CATALONIA’S LEGITIMATE RIGHT TO DECIDE

  1. The evolution of the negotiating process between the Catalan and Spanish governments since the re-establishment of democracy in 1977 through time is marked by key moments of a deteriorating political relationship where the Spanish government has gradually renounced the accommodation of Catalan territorial demands.
  2. The upsurge in territorial demands towards political independence was put on the political agenda by organized Catalan civil society immediately after the passing of the Constitutional Tribunal ruling in 2010. Additionally, there has been a clear shift in popular territorial preferences, moving from preferences asking for the maintenance of the current “status quo” to demands of “political independence,” irrespective of people’s age.
  3. Catalan popular demand for a referendum on political independence has been largely justified by the democratic “Right to Decide”, which has evolved from the more traditional and long-standing legal framework to the “national right to self-determination”. In other words, demands for political independence have been legitimized by a democratic principle invested in the Catalan people, reinforced by the repeated denial to accommodate Catalonia’s demands by the Spanish government.
  4. From an international law perspective, it appears clearly that there is no international legal prohibition barring a sub-state entity from deciding its political destiny by assessing the will of its people. Both case law and state practice support this conclusion. State practice demonstrates that numerous geographically diverse sub-state entities have expressed the will of their people regarding independence. The practice occurs both with and without the consent of the national state. Many sub-state entities have achieved independence after assessing the political will of their people. EU member states have recognized many former sub-state entities that assessed their people’s political will and decided to pursue independence.
  5. As regards European Law, in the absence of specific Treaty provision on the right of Self-determination for a European people without a State in the territory of the EU, EU law does not forbid the exercise of its Right to Decide for a European people within the EU. There are even numerous Treaty provisions that indicate that if such Right were to be exercised, EU and its member States would react positively to a new European State candidacy to join the EU. Recent and consistent practice clearly points that way. Further, both as a collectively exercised human right and as a fundamental norm of international Law, EU recognizes the Right to Decide.
  6. As regard the constitutionality of the claim for the Right to Decide, it is necessary from an empirical viewpoint, and fruitful from a normative one, to give up the quest for a supreme constitutional interpreter. What is crucial in a constitutional state that is faithful to the ambitions of constitutionalism is the ongoing dialogue about, and engagement with, constitutional values and principles. Only this will make the constitution a living document, infused by the competing interpretations of values and principles that, by their very nature, admit various readings and conceptions. The quest for the final word is useless, illusory and possibly lethal from the political viewpoint of a healthy deliberative community.
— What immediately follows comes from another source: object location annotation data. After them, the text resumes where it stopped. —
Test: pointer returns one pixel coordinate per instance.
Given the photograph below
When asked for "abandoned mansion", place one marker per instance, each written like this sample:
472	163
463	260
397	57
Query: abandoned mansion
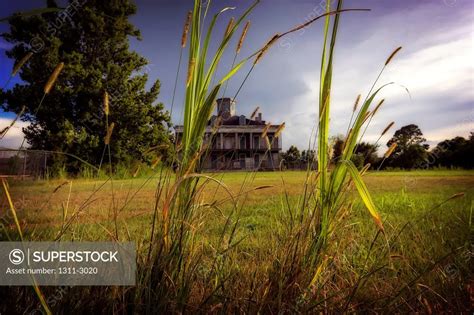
236	141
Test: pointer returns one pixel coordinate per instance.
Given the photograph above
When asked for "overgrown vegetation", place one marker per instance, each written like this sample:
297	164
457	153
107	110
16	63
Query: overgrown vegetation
314	241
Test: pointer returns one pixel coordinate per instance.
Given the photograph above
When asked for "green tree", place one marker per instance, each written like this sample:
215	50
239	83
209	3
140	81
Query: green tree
411	151
456	152
92	39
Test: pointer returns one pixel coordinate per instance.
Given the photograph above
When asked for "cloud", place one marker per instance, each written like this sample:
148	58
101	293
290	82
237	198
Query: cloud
435	65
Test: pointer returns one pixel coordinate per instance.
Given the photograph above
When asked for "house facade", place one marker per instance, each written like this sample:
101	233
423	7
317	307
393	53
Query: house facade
235	141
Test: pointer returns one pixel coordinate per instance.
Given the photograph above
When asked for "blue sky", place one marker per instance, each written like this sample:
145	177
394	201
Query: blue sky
435	64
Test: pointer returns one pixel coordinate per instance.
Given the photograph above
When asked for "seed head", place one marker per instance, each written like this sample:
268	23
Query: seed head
21	63
52	79
242	37
390	125
110	130
184	38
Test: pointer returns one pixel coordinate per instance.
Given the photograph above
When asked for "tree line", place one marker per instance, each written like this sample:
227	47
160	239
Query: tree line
407	149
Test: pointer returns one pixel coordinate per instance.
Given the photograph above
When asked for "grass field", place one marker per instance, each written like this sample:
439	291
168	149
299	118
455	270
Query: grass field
421	262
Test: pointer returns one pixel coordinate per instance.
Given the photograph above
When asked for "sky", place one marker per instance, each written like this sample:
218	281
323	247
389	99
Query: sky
436	64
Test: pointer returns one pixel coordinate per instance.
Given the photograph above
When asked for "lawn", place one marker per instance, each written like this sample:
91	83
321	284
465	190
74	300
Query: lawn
423	257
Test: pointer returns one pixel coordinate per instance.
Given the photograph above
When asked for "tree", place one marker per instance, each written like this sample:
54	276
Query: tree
92	39
411	151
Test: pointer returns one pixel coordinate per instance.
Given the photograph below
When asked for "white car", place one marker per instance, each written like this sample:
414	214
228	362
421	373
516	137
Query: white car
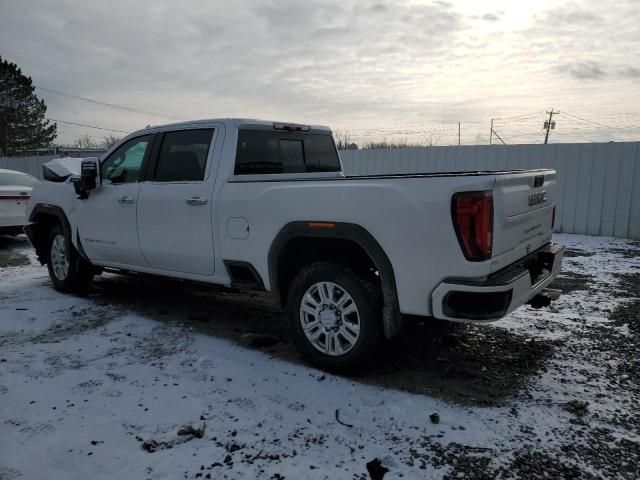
265	205
15	191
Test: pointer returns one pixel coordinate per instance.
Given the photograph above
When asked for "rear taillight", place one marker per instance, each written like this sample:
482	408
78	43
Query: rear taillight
472	214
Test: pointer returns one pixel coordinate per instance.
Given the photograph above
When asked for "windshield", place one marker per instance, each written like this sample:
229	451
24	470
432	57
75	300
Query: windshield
17	179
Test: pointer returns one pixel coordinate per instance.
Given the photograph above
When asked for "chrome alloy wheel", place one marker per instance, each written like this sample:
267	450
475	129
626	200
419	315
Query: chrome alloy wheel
59	259
330	318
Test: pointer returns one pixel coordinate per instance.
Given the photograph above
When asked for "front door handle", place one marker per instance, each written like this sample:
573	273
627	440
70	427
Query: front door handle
195	201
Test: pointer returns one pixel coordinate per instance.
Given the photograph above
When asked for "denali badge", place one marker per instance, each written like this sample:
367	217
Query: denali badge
535	198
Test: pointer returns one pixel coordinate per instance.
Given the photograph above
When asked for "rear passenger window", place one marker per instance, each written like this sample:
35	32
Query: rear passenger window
265	152
183	156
  7. In that respect, the debate is much more open than what one might think at first sight by examining too rapidly the basic features of contemporary constitutionalism, especially as it is illustrated by the Spanish constitutional system. Far from being disruptive of the constitutional project that was adopted in 1978, the Catalan claim to the Right to Decide on its political future precisely testifies to a genuine commitment to the ongoing constitutional dialogue that is legitimate in an open society. That is why simply dismissing this claim as “unconstitutional” cannot be an attitude that lives up to the high standard of political morality that is imposed by the ideal of constitutionalism.
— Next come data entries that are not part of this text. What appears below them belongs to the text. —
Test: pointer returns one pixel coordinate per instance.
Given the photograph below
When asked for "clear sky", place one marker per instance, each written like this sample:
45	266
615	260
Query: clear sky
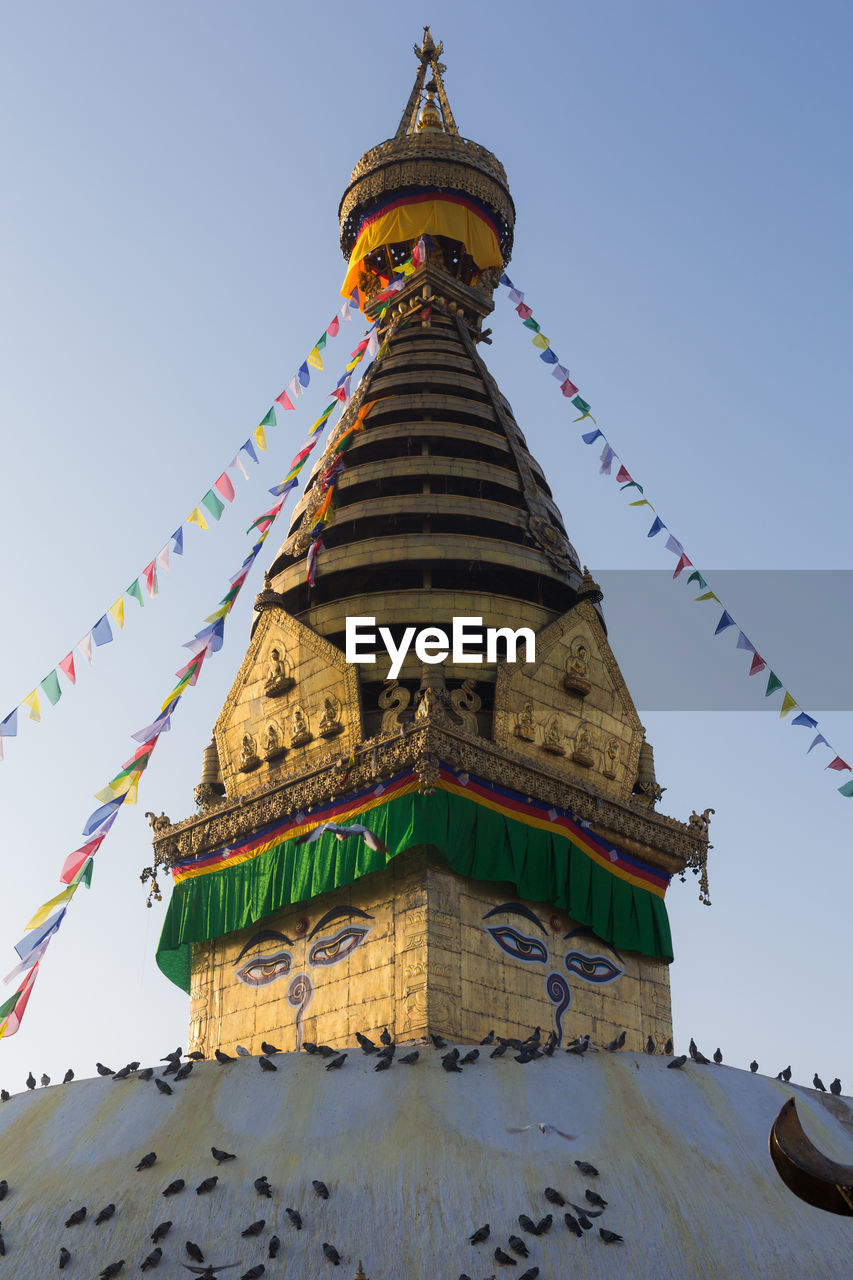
168	256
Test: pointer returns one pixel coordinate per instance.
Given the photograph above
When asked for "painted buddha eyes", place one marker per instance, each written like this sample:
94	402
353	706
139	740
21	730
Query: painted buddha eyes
597	969
343	944
264	969
518	945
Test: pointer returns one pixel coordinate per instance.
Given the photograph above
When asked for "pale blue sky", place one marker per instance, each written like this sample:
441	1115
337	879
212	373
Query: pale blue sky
169	254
  8. Democratic legitimacy at Catalan and Spanish levels may both be legitimate, even though the principle of external preference limits the capacity of Spain to permanently oppose the democratic choice of Catalonia. However, when conflicting political legitimacies compete, there is a duty for democratic authorities to negotiate. This is confirmed by the observation of international practice that in almost all instances, the sub-state entity and national state negotiate the contours of the assessment of political will. Further, in a genuine liberal democracy, rule of law may not trump democratic legitimacy, nor the other way around; therefore, in a modern democratic State, rule of law and democratic legitimacy need to be reconciled and cannot in the long term remain opposed. In the context of a vote of self-determination, as was the case in Catalonia, the national framework was inevitably inappropriate because the existing democratic processes to address the issue did not allow for a solution or a process to emerge. Since the Spanish national Authorities denied the right to Catalonia to negotiate its Right to Decide within the Spanish political framework, then the only path left for Catalonia’s Authorities was the call for a self-determination referendum.
  9. Thus, whatever the conflicting claims of legitimacy put forward by the political actors, international practice and transconstitutional jurisprudence show that successful self-determination processes always rely at some point on a negotiation procedure.